Kutaisi. Drugim co do wielkości miastem w Gruzji jest liczące 230 tys. mieszkańców Kutaisi, miasto partnerskie Poznania i miejsce urodzenia mieszkającej w Kanadzie artystki o światowej renomie - Katie Melua. Miasto otaczają wysokie góry i z uwagi na centralne położenie może ono służyć za dogodną bazę do wypadów w głąb kraju, choćby do czarnomorskiego kurortu Batumi. Dojeżdża się tam marszrutką w trzy godziny za 10 larów. Miasto posiada renomowaną drużynę piłkarską FC Torpedo Kutaisi, rok zał. 1949.

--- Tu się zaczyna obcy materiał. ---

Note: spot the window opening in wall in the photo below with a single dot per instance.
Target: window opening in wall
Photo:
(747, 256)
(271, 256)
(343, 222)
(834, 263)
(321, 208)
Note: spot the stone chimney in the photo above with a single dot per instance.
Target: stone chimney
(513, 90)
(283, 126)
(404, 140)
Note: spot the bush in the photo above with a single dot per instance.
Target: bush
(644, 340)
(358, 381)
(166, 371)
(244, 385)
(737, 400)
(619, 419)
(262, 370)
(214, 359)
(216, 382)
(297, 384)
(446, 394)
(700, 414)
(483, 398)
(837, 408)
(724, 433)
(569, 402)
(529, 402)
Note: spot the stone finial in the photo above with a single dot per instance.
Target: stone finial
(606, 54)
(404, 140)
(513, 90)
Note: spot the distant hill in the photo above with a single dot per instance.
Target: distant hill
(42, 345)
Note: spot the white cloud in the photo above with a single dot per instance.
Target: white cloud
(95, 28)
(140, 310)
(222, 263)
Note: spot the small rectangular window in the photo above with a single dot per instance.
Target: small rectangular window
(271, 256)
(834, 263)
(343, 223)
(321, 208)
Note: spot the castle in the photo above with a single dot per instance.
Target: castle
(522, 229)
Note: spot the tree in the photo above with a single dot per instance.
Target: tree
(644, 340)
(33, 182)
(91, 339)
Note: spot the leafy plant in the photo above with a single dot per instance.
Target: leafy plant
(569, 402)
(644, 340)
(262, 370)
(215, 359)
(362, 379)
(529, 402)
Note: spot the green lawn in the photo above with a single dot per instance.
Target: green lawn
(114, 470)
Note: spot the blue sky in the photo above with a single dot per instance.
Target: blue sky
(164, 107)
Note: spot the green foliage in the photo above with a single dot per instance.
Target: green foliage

Podróżowanie przez górzystą Gruzję zaliczyć należy do przeżyć ekstremalnych. Na drogach królują szaleni (w sensie temperamentu) kierowcy, co rusz, przed każdym zakrętem po wielokroć czyniący znak krzyża i naprawdę wolne zwierzęta. Świnie są wolne! Psy i koty są wolne! Krowy, osły i owce też! Częstokroć w miastach, a już obowiązkowo poza nimi. Na tych "użytkowników" dróg trąbi się tak samo, jak na ludzi. Nie dziwią zatem rozjeżdżone futerka wałęsających się wszędzie bezdomnych psów.
Gościnność Gruzinów obezwładnia. Oto kierowca marszrutki David, dowiadując się, że ma na pokładzie Polaków /??????, ? ?? ?? ?????/ z inicjatywy własnej zawiózł wszystkich na pogranicze gruzińsko-tureckie. Panuje tam specyficzny klimat wynikający ze styku przenikających się kultur. Z gruzińskiej strony symbolika chrześcijańska a już nieopodal, na malowniczym cypelku Morza Czarnego, biały meczet Turków.
David pokazał też nadmorski bulwar im. Lecha i Marii Kaczyńskich (tablicy darmo wypatrywać), o tej porze roku zupełnie wyludniony. Być może rownież dlatego, że poza aleją spacerową nie ma tam żadnej infrastruktury turystycznej. Na razie rosną młode palmy i stoją solidne ławki. Ów fragment promenady wybudowano w jeden rok i trzeba przyznać - niezbyt starannie, gołym okiem bowiem widać pośpiech skutkujący niedoróbkami. Jakieś betony pokryte drewnopodobnym tworzywem, całe setki metrów dosyć szpetnej "antypoślizgowej wykładziny", która na nadmorskim deptaku jest nie do przyjęcia i chce się wierzyć, że leży tam "eksperymentalnie" dla przetestowania wytrzymałości materii i zbadania estetycznych odczuć spacerowiczów.
Prezydent obiecał Gruzinom, że zrobi z Batumi światową rivirę, nawiezie się złotych piasków i zakryje kamienistą plażę, co ma przyciągnąć i na dłużej zatrzymać turystów. Sezon w Batumi nie jest długi, w każdym razie niewiele dłuższy niż nad Bałtykiem. Mimo październikowego ciepła (+30 C) zażywających kąpieli nie widać. Nikogo nie ma poza... prezydentem Michailem Saakaszwilim, który w środku tygodnia, w drodze na narty, przyleciał do kurortu zamoczyć się w zimnym morzu.
Gruzja to wyjątkowe państwo skoro w trakcie kilkunastodniowego pobytu aż dwukrotnie miałem "bliskie spotkania" z najważniejszym politykiem kraju! A może zadziałała magia przyjaźni i wzajemnego przyciągania? Bo określenie "kieszonkowy kraj" w przypadku dumnych Gruzinów z pewnością zabrzmi pejoratywnie.
Przede mną ciąg dalszy eskapady po Kaukazie. Do zobaczenia w Azerbejdżanie.
Gruzja: Kutaisi - Batumi, 22 października 2010 r.